[Edu-sig] Python @ Education: What are your problems?

Guido van Rossum guido@python.org
Thu, 30 May 2002 11:48:18 -0400


> In the handbook we insist they use the Shell only once (for the
> ``hello world'' program). Perhaps we should have them use it for a
> little longer.

The standard tutorial uses the Python shell extensively, to show how
various language constructs work.  Maybe you can borrow from there.

> Interestingly, the experienced UNIX users and more advanced
> programmers (not generally the same people as very few students come
> knowing, for example, C, but Visual Basic is common), do tend to use
> the Shell more when debugging the more substantial problems.

Makes sense -- interactive debugging is a very powerful tool.

> > Maybe we should add a file method
> > 
> >     f.printf("format string", args)
> 
> How about a file method f.print(arbitrary comma separated variables)
> that works in the same way as print? 

Alas, print is a keyword and can't be reused as a method name.
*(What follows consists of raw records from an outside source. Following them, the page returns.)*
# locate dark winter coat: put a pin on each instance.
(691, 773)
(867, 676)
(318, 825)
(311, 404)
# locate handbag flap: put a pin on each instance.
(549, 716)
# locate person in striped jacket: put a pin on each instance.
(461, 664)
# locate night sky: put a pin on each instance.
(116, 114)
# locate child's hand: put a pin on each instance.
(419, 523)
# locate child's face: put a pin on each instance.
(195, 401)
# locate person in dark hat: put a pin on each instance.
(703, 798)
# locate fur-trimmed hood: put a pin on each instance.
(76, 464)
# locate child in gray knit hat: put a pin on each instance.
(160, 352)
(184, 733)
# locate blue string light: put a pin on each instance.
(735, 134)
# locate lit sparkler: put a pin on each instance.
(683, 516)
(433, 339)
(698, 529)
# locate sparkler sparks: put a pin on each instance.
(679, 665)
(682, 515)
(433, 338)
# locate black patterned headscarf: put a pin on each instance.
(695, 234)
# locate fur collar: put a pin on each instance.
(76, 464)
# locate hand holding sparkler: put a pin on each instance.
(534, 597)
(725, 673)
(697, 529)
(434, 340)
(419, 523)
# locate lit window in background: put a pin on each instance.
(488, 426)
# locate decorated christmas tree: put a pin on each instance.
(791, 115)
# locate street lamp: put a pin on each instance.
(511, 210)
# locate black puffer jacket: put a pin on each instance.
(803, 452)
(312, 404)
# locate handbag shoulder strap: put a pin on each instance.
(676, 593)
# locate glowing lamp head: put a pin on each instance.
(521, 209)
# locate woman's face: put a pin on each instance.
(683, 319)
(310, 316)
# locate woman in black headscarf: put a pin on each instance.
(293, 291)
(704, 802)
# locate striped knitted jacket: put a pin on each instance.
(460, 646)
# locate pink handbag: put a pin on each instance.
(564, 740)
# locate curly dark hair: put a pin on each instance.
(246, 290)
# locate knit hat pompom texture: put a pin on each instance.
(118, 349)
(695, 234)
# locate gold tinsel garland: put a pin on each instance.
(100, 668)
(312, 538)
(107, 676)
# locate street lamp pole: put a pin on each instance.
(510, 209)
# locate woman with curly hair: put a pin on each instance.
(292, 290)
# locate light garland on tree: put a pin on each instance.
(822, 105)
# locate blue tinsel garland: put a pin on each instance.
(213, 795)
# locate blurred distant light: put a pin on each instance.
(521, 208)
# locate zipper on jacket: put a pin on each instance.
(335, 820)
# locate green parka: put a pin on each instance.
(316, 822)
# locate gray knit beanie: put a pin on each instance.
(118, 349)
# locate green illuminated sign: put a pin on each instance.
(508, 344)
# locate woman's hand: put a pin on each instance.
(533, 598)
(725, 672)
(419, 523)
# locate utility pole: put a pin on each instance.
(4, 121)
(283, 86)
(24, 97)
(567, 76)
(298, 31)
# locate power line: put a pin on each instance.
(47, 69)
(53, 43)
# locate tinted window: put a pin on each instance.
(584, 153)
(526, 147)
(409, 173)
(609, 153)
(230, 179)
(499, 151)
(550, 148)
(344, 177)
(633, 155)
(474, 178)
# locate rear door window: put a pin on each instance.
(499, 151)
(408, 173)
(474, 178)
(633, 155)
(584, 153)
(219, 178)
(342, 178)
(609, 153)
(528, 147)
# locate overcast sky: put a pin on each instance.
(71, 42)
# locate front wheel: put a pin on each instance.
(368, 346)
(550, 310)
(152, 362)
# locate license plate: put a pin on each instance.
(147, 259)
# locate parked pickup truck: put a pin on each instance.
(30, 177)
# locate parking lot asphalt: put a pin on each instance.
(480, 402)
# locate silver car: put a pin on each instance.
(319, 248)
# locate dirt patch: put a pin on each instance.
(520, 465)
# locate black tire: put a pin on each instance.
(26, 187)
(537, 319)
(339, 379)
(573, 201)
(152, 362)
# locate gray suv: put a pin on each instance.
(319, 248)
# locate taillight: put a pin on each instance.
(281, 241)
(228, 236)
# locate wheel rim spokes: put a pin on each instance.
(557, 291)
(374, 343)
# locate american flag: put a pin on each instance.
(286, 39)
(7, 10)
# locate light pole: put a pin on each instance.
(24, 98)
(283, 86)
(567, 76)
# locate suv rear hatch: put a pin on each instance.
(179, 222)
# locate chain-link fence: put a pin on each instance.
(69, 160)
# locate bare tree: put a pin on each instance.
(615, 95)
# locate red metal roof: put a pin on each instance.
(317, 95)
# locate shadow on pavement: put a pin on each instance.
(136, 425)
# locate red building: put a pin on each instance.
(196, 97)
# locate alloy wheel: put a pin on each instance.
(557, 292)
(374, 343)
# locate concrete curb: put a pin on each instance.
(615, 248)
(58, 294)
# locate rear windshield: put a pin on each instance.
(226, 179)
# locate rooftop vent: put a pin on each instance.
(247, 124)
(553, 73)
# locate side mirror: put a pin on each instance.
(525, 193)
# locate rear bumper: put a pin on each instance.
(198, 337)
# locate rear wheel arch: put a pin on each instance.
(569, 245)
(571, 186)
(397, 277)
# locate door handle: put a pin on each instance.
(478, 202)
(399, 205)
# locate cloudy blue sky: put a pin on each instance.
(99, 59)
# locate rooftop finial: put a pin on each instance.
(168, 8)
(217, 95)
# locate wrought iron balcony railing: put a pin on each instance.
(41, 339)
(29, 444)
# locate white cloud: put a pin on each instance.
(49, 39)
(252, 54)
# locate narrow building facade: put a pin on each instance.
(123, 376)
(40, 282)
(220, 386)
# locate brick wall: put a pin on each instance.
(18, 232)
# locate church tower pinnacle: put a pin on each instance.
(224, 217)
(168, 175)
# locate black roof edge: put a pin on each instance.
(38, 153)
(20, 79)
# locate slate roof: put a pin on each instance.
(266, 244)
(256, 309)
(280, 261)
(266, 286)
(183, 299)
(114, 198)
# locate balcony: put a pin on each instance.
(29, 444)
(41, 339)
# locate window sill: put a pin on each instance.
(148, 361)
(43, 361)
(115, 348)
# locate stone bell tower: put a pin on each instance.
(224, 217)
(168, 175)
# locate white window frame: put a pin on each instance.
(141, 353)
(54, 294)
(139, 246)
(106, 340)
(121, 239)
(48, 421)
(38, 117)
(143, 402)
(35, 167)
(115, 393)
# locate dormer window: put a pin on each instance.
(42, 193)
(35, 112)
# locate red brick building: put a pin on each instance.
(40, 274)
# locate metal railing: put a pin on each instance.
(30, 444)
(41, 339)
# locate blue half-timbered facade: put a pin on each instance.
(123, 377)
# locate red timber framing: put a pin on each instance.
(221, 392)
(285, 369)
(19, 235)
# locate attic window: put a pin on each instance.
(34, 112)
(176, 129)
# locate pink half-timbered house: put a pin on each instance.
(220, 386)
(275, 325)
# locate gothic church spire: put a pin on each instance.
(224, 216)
> > and a built-in function
> > 
> >     printf("format string", args)
> >
> > and deprecate the print statement???
> 
> Deprecating the print statement is, I think, an unecessarily big change
> to the language. This trivial method of writing, that does all sorts of
> voodoo to format intelligently is one of Python's strongest features.

Ah, I must've suffered from temporary memory loss!  In Python 2.0 and
later you can use the print statement to write to a file, using

    print >>f, var, var, ...

So forget about my suggestion of adding printf().